The judgement took just five minutes. The Constitutional Court dismissed a request by 270 injured and arrested mineworkers from Marikana’s Lonmin mine for leave to appeal for funding from the state for their legal representation at the Farlam Commission of Inquiry. The mineworkers were not even given an opportunity to state their case. Instead the court chose to duck the issue and based its judgment on a technicality. The Constitutional Court, the highest court in the land, ruled that it was not competent to deal with a matter being handled by a lower court.
This was a lost opportunity for the Constitutional Court to level the playing field and to affirm the new human rights culture that this society is committed to building after the brutality of apartheid. It was also an insult to the workers who died, and all other victims of police brutality and state repression in the history of South Africa.

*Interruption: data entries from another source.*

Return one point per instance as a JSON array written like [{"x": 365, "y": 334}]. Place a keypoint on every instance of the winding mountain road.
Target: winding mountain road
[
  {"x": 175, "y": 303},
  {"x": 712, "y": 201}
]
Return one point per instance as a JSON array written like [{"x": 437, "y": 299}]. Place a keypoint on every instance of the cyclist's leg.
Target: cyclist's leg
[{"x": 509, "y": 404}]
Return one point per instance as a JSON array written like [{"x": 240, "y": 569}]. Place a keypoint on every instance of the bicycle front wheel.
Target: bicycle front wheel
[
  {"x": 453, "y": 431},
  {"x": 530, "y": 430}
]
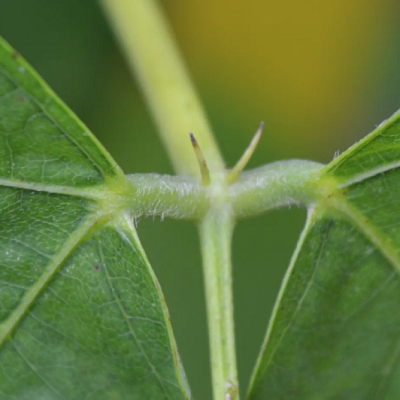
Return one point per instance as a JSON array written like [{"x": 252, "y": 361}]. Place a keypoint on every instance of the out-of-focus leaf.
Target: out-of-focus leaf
[
  {"x": 335, "y": 331},
  {"x": 81, "y": 312}
]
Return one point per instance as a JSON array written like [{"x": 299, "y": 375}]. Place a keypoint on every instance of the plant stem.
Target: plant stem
[
  {"x": 216, "y": 234},
  {"x": 275, "y": 185},
  {"x": 152, "y": 53}
]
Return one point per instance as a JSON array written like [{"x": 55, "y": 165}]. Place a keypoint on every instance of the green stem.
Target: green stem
[
  {"x": 152, "y": 53},
  {"x": 215, "y": 234},
  {"x": 273, "y": 185},
  {"x": 166, "y": 196}
]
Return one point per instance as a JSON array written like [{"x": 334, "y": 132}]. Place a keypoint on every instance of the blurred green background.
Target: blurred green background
[{"x": 321, "y": 74}]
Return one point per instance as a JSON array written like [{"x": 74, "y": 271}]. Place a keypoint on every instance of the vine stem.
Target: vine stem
[
  {"x": 150, "y": 49},
  {"x": 151, "y": 52}
]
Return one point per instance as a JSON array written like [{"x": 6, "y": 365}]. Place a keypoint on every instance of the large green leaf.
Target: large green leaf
[
  {"x": 81, "y": 313},
  {"x": 335, "y": 330}
]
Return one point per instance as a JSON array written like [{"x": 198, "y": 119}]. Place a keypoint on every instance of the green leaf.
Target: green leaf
[
  {"x": 82, "y": 315},
  {"x": 335, "y": 330}
]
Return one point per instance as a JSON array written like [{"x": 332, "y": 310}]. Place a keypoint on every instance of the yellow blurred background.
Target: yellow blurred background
[{"x": 321, "y": 74}]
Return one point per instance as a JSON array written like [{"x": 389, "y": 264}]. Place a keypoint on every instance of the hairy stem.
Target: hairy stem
[
  {"x": 153, "y": 55},
  {"x": 275, "y": 185},
  {"x": 216, "y": 234},
  {"x": 271, "y": 186}
]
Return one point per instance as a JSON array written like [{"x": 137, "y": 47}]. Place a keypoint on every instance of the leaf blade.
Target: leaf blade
[
  {"x": 341, "y": 340},
  {"x": 81, "y": 313}
]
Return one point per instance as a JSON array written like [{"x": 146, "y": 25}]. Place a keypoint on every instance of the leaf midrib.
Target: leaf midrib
[{"x": 90, "y": 193}]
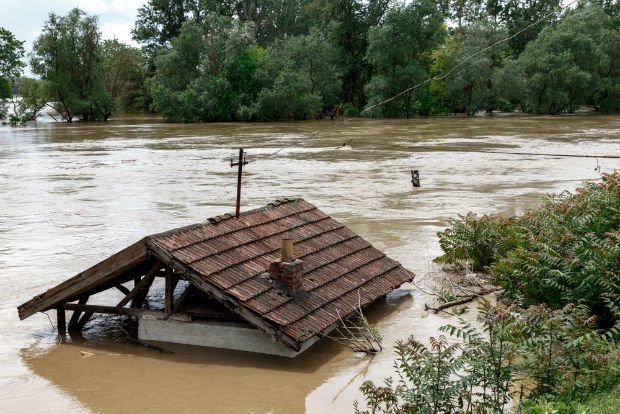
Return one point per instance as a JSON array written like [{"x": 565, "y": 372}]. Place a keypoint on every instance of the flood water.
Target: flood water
[{"x": 71, "y": 195}]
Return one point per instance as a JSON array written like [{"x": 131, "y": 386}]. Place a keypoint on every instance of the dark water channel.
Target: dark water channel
[{"x": 70, "y": 195}]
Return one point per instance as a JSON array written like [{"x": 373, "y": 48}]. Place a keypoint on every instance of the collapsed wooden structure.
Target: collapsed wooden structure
[{"x": 225, "y": 264}]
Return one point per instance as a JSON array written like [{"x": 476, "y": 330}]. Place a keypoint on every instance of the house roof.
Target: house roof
[{"x": 227, "y": 258}]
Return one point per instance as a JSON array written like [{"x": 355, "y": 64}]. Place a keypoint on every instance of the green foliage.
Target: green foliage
[
  {"x": 6, "y": 92},
  {"x": 473, "y": 243},
  {"x": 34, "y": 96},
  {"x": 11, "y": 55},
  {"x": 397, "y": 59},
  {"x": 124, "y": 76},
  {"x": 565, "y": 252},
  {"x": 572, "y": 64},
  {"x": 607, "y": 402},
  {"x": 473, "y": 377},
  {"x": 208, "y": 73},
  {"x": 555, "y": 359},
  {"x": 399, "y": 52},
  {"x": 68, "y": 56},
  {"x": 298, "y": 78},
  {"x": 470, "y": 88}
]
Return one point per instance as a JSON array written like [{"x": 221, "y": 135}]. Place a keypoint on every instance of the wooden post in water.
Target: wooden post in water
[
  {"x": 61, "y": 321},
  {"x": 240, "y": 163}
]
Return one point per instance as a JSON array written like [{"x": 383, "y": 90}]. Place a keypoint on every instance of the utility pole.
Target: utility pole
[{"x": 242, "y": 161}]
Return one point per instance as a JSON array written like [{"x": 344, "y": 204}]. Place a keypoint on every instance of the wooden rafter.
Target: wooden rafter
[
  {"x": 102, "y": 309},
  {"x": 228, "y": 302},
  {"x": 75, "y": 318},
  {"x": 145, "y": 283},
  {"x": 103, "y": 272}
]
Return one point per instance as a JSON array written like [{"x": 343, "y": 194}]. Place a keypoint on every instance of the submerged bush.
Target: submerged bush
[
  {"x": 567, "y": 251},
  {"x": 518, "y": 356}
]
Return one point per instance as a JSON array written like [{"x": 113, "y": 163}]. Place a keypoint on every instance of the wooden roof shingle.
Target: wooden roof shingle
[{"x": 227, "y": 257}]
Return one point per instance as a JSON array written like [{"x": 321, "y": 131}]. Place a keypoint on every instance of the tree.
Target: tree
[
  {"x": 207, "y": 74},
  {"x": 125, "y": 76},
  {"x": 469, "y": 88},
  {"x": 68, "y": 55},
  {"x": 533, "y": 14},
  {"x": 11, "y": 64},
  {"x": 11, "y": 55},
  {"x": 34, "y": 96},
  {"x": 348, "y": 22},
  {"x": 399, "y": 52},
  {"x": 572, "y": 63},
  {"x": 299, "y": 79}
]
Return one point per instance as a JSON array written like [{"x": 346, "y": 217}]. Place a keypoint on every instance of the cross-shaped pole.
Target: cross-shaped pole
[{"x": 242, "y": 161}]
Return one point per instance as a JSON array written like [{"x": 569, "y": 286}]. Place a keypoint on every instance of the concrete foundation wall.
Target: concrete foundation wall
[{"x": 225, "y": 335}]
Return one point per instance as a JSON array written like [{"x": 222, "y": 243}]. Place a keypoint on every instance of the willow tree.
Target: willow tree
[
  {"x": 400, "y": 54},
  {"x": 68, "y": 55}
]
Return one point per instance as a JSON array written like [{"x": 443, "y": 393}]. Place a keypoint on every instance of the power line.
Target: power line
[{"x": 444, "y": 76}]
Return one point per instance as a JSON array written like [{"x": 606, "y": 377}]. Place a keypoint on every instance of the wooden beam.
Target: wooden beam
[
  {"x": 61, "y": 321},
  {"x": 76, "y": 315},
  {"x": 171, "y": 283},
  {"x": 135, "y": 272},
  {"x": 145, "y": 283},
  {"x": 231, "y": 303},
  {"x": 102, "y": 309},
  {"x": 85, "y": 317},
  {"x": 122, "y": 289},
  {"x": 102, "y": 272}
]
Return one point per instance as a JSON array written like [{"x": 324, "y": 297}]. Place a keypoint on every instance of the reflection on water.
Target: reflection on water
[{"x": 74, "y": 194}]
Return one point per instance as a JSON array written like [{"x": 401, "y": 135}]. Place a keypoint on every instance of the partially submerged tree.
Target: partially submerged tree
[
  {"x": 399, "y": 51},
  {"x": 68, "y": 55},
  {"x": 124, "y": 76},
  {"x": 11, "y": 65}
]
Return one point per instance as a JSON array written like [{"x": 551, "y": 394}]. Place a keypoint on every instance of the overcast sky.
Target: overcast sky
[{"x": 25, "y": 18}]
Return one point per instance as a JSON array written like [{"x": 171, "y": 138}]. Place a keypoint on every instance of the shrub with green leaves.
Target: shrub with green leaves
[
  {"x": 518, "y": 357},
  {"x": 566, "y": 251}
]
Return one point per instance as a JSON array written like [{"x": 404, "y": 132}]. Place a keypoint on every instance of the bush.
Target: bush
[{"x": 567, "y": 251}]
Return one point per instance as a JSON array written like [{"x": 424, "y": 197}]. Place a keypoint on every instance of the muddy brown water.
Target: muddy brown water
[{"x": 70, "y": 195}]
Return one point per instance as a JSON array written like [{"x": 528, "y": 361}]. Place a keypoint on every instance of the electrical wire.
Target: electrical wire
[{"x": 444, "y": 76}]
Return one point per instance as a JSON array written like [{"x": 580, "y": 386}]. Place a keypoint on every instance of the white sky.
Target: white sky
[{"x": 25, "y": 18}]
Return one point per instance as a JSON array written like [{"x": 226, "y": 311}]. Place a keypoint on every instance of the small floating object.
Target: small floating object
[{"x": 415, "y": 178}]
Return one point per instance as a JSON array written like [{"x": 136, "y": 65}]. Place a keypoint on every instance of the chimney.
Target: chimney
[{"x": 287, "y": 273}]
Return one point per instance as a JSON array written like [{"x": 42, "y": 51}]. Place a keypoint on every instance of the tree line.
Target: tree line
[{"x": 242, "y": 60}]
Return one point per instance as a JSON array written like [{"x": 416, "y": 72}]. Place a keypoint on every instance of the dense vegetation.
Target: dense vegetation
[
  {"x": 204, "y": 60},
  {"x": 550, "y": 345}
]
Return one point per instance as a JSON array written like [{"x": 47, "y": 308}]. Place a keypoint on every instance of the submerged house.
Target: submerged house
[{"x": 274, "y": 280}]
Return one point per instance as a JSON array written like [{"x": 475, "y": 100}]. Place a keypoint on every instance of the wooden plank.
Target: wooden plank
[
  {"x": 61, "y": 321},
  {"x": 122, "y": 289},
  {"x": 145, "y": 283},
  {"x": 83, "y": 320},
  {"x": 100, "y": 273},
  {"x": 171, "y": 282},
  {"x": 225, "y": 300},
  {"x": 102, "y": 309},
  {"x": 76, "y": 315}
]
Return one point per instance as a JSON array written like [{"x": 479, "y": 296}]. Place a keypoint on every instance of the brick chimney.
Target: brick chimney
[{"x": 287, "y": 273}]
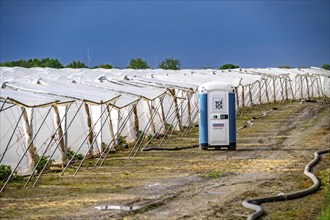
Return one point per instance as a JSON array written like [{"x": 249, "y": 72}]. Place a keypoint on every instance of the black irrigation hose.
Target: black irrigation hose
[
  {"x": 249, "y": 122},
  {"x": 254, "y": 204},
  {"x": 170, "y": 148}
]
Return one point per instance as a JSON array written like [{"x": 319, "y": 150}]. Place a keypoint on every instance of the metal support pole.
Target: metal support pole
[
  {"x": 11, "y": 137},
  {"x": 14, "y": 170},
  {"x": 51, "y": 156}
]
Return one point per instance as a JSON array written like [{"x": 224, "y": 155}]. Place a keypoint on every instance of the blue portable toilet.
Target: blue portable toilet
[{"x": 217, "y": 116}]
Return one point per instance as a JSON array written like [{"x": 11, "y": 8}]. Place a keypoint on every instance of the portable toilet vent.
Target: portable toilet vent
[{"x": 217, "y": 116}]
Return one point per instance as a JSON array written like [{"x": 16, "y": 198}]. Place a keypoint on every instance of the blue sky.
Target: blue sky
[{"x": 199, "y": 33}]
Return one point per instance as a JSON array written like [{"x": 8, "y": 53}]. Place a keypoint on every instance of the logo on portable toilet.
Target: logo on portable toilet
[{"x": 217, "y": 114}]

The reality is, each day that the commission sits, these mineworkers face a David and Goliath battle against a state, a police force and Lonmin, all of whom possess formidable funds to employ an army of top lawyers and researchers.
The spirit of callousness against the miners who were attacked by police on the 16th August doesn’t stop with the withholding of state funds to meet their legal representation. The North West ANC failed to attend the highly successful commemoration rally in Marikana last Friday (16th August). This was an opportunity to show their respect to the families of all those who had died and the injured and arrested survivors of the Marikana massacre. Their refusal to participate was shocking even to the national ANC, who condemned their action in a press statement the following day. The commemoration was planned as a day of unity and healing and a call to continue the fight for a living wage. Many political parties shared a platform to give messages of support to the miners and their families. The NUM was invited to share this platform. They also refused to attend, despite the fact that at the time of the massacre, many who lost their lives were in fact NUM members.
A year on from the massacre, there has been no justice, no move by mining companies to address the issue of a living wage and now to add insult to injury, miners at Anglo Platinum mines face the company’s decision to go ahead with the retrenchment of around 7000 jobs. Many from Anglo Platinum, as did those from Implats, joined their comrades from Lonmin at the commemoration on the 16th August. It is no wonder that workers across the platinum sector are beginning to speak in one voice in combining the demand for a living wage with those of justice against state brutality and in defence of jobs.
The pursuit of legal and peaceful channels by the miners in their quest for justice for those who were arrested, injured and killed has been a futile exercise. The workers clearly cannot expect justice or truth from the courts of the land and even less from the Farlam Commission where the odds are stacked against them. The only option left open is to boycott the commission and to take collective protest action to demand that the government pay the legal fees of the miners’ representatives. This demand should now be merged with the continued fight for a living wage and for defence of jobs at Anglo Platinum and taken up across the platinum belt.